The ARM supported a motion condemning the introduction of walk-in centres without piloting and evaluation as 'media friendly' but 'counter-productive to the proper deployment of NHS resources'. Dr Tony Lavelle said the centres encouraged 'a generation of supermarket shufflers' to think of medical care in the same way as they thought of shopping.
Doctors also demanded a freeze on further expansion of NHS Direct until it was clinically evaluated.
The meeting passed a motion demanding that the government 'cease the practice of hurtling from primary care group to primary care trust status', but threw out a recommendation that doctors should not become involved in PCTs set up without majority GP support. Dr Jonathan Regler said GPs should not 'lend legitimacy' to such PCTs. But other GPs argued they would have no influence if they were not involved.

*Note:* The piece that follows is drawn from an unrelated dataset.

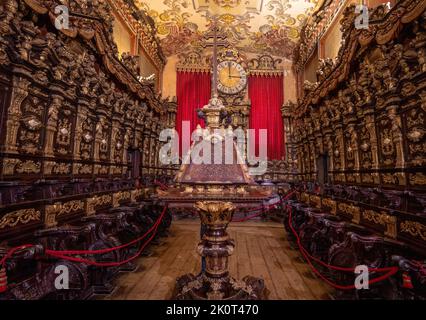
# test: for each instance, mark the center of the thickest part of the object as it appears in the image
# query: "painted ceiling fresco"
(252, 26)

Doctors passed the now traditional motion calling for pay parity with 'comparable professionals' to ease recruitment and retention problems. But a second motion calling for the BMA to promote private practice to 'reduce doctors' dependence on the NHS, was lost. Dr Ian Bogle said 'the answer to low pay in the NHS is to try and bolster it'.

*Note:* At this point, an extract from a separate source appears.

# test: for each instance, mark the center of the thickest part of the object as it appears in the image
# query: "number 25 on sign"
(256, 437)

Junior doctors pushed through a motion condemning the Royal College of Obstetricians and Gynaecologists for proposing a postspecialist training specialist grade, and, against the advice of Dr Bogle and other leading figures, calling for the resignation of RCOG president Robert Shaw. Dr Fiona Kew described the plans as a 'charter for abuse' and said there should be more consultant posts for those trainees who find themselves with no jobs to go to.